Some is naturally occurring.
• Background count – the average number of counts recorded by a GM tube in a certain time from
background radiation
• Radon gas – naturally occurring radioactive gas that is emitted from rocks as a result of the decay of
radioactive uranium
Background Radiation
• Main source = radon gas
• Released from decaying uranium in rocks
• Diffuses into the air from rocks and soil
• Medical sources = x-rays; gamma rays (scans) and cancer treatments
• Some food are naturally radioactive
• Cosmic rays = high energy charged particles from the stars (like the Sun) and supernovae,
neutron stars and black holes.
• Many cosmic rays are stopped by the atmosphere but some reach Earth.
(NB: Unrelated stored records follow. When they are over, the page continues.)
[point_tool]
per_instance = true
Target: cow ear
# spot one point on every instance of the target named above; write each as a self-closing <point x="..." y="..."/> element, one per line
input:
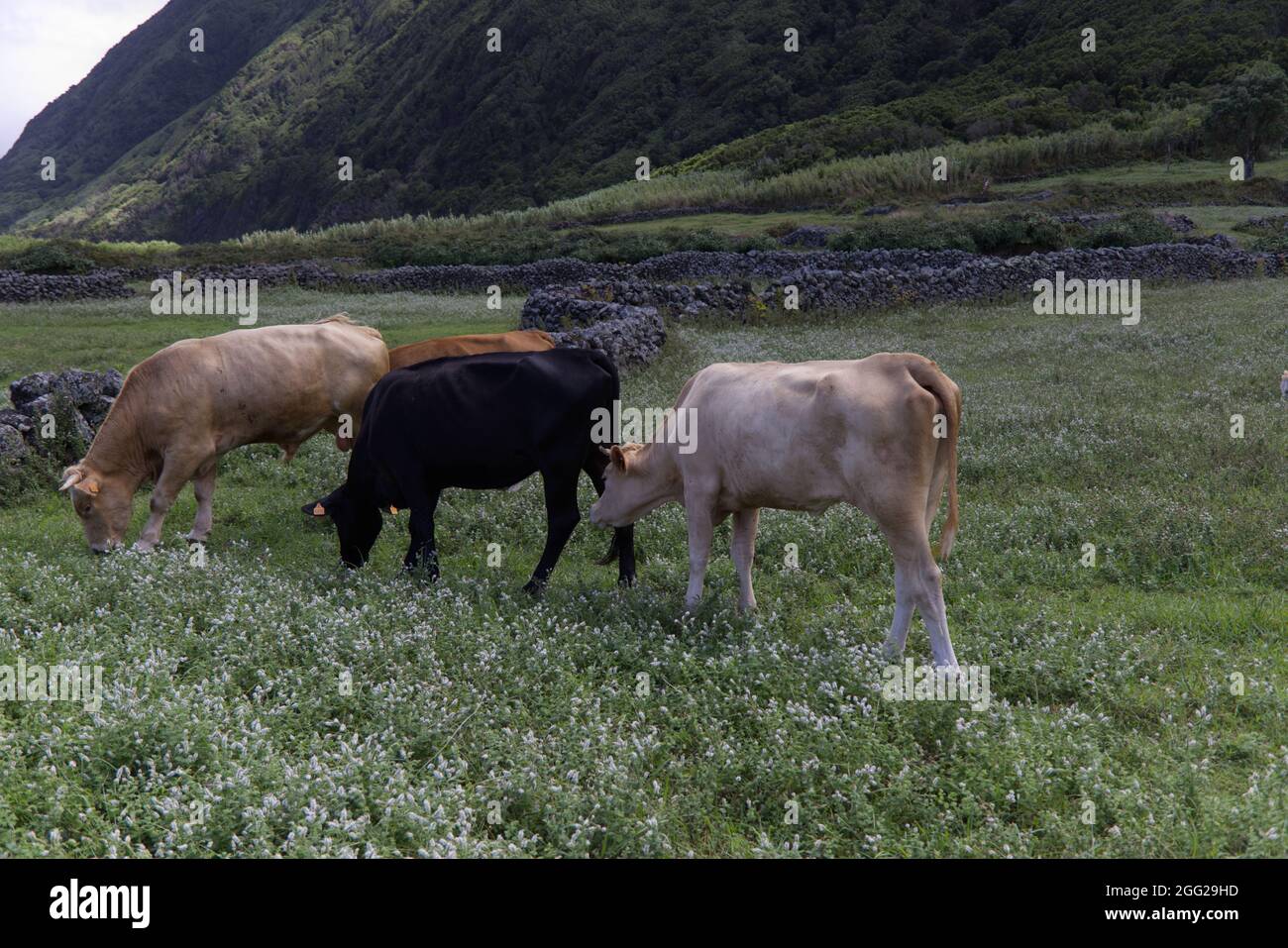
<point x="71" y="476"/>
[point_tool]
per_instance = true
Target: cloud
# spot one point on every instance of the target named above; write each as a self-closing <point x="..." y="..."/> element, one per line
<point x="47" y="47"/>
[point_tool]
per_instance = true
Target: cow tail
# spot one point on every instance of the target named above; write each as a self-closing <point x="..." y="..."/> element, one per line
<point x="930" y="377"/>
<point x="613" y="550"/>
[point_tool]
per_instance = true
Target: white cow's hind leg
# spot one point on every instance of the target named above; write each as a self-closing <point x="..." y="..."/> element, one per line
<point x="743" y="549"/>
<point x="930" y="601"/>
<point x="903" y="605"/>
<point x="699" y="549"/>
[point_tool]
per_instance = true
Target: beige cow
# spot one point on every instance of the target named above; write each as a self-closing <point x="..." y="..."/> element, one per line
<point x="804" y="437"/>
<point x="183" y="407"/>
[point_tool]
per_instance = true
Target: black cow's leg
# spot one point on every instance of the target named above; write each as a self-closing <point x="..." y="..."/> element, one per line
<point x="622" y="548"/>
<point x="562" y="517"/>
<point x="423" y="553"/>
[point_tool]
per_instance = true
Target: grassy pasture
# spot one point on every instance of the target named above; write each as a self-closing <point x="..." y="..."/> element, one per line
<point x="1111" y="685"/>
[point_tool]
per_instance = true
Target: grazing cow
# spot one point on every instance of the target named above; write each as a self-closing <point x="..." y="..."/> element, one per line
<point x="803" y="437"/>
<point x="480" y="423"/>
<point x="446" y="347"/>
<point x="183" y="407"/>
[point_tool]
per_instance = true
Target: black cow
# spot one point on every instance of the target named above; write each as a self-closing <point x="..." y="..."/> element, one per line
<point x="482" y="423"/>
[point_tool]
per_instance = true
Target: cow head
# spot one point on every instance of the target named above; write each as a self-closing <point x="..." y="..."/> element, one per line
<point x="634" y="484"/>
<point x="356" y="522"/>
<point x="102" y="501"/>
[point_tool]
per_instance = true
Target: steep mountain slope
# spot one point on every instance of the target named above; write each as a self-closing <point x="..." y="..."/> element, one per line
<point x="436" y="123"/>
<point x="145" y="81"/>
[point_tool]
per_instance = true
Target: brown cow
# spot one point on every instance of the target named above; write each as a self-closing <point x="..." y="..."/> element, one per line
<point x="519" y="340"/>
<point x="879" y="433"/>
<point x="183" y="407"/>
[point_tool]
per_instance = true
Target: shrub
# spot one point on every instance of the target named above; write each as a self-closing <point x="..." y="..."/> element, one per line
<point x="53" y="257"/>
<point x="1131" y="230"/>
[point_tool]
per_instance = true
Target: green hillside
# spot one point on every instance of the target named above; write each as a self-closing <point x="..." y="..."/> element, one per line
<point x="246" y="137"/>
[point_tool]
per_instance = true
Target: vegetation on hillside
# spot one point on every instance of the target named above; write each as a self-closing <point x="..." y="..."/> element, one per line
<point x="437" y="124"/>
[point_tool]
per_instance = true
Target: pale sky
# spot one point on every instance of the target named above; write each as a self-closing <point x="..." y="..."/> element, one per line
<point x="47" y="47"/>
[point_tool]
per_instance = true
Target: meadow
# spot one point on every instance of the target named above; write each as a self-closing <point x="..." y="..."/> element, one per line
<point x="269" y="702"/>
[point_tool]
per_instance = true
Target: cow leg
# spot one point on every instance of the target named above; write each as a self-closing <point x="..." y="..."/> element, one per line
<point x="423" y="553"/>
<point x="903" y="605"/>
<point x="175" y="473"/>
<point x="743" y="549"/>
<point x="917" y="582"/>
<point x="700" y="527"/>
<point x="622" y="549"/>
<point x="204" y="488"/>
<point x="562" y="517"/>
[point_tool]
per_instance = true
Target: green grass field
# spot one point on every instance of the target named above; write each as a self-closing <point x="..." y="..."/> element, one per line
<point x="1137" y="706"/>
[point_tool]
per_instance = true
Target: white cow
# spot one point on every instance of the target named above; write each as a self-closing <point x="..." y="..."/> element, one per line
<point x="879" y="433"/>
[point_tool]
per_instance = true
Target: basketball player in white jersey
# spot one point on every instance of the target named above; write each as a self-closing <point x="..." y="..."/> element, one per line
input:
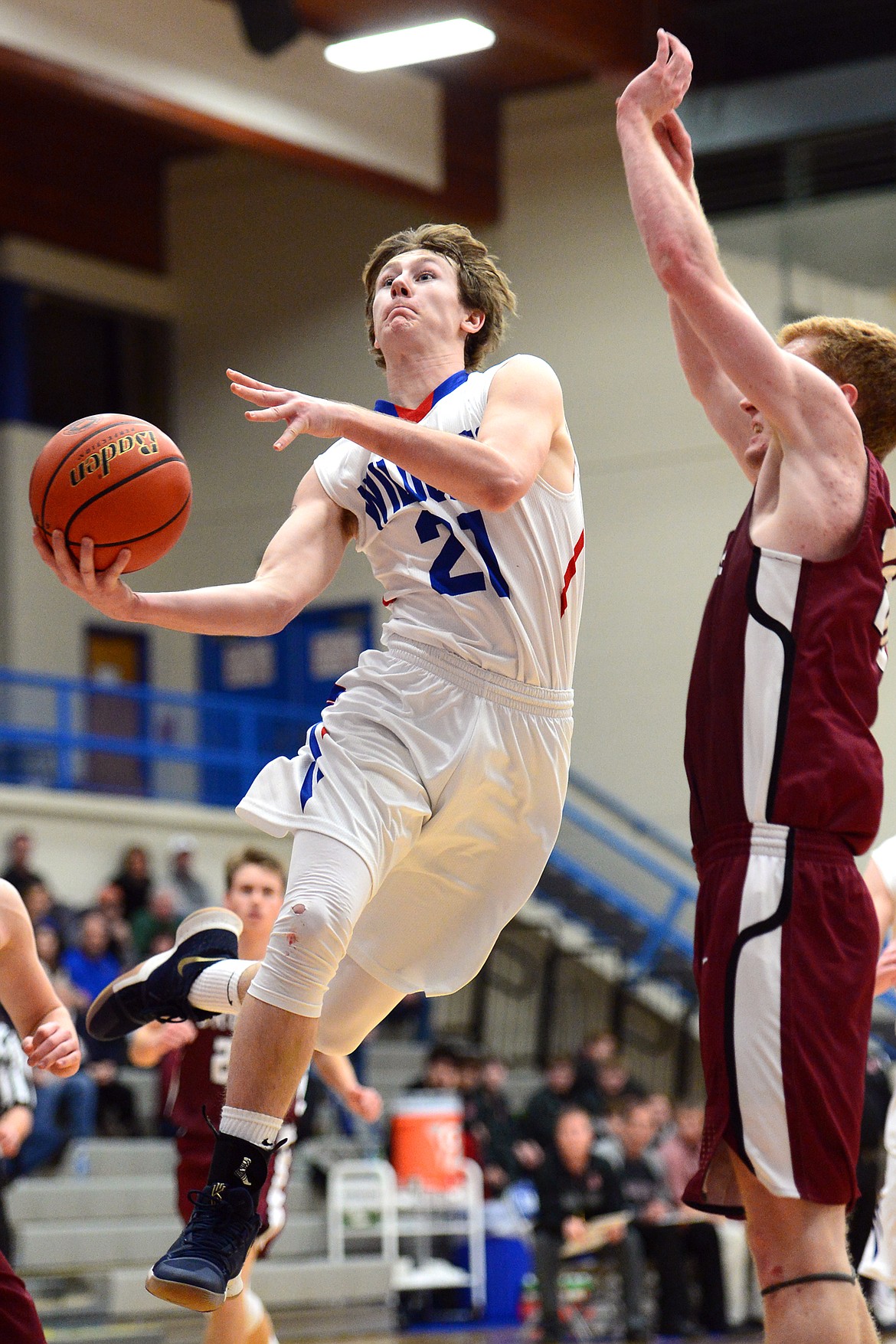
<point x="427" y="800"/>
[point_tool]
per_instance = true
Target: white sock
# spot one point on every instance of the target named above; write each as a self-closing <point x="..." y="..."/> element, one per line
<point x="214" y="989"/>
<point x="254" y="1310"/>
<point x="251" y="1125"/>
• We are constantly exposed to ionising radiation – from space and naturally occurring = background
radiation
• Needs to be considered when measuring a source
• Background count is subtracted from the source count

35. P2.33 and P2.34 Uses of radiation
Treatment of Cancer
• Radiotherapy = ionising radiation to treat
cancer.
• Gamma rays used as beams to target and kill
cancer cells.
Diagnosis of Cancer
• Gamma rays used
• A tracer solution injected into body that collects in
cancers
• Gamma camera used to detect rays
• Pass through the body so easily detected
Sterilisation of equipment
• To kill microorganisms surgical
instruments need to be sterilised
• Heat usually used but cannot be used
on some things e.g. plastics
• They are irradiated with Gamma rays
instead.
Irradiating food
• Bacteria will cause food to decay or make us ill
• Gamma rays kill bacteria
• Makes food safer and longer lasting
• Does not make food radioactive
• Foods like Fruit, cereals and shellfish are
irradiated.
Smoke Alarms
• Contains a source of alpha particles
• There is an electrical circuit with a gap
between 2 charged plates.
• Air in gap is constantly ionised therefore
constant electric current.
• When smoke get in the alpha particles
are absorbed and stops the current
drops = alarm sounds
Checking thickness
• Use a detector to measure the rate
Beta passes through paper
• Thinner paper = higher beta count.
Tracers in the environment
• Added to water to monitor pollution or
leaking pipes underground
• GM tube follows the pipe to detect leaks.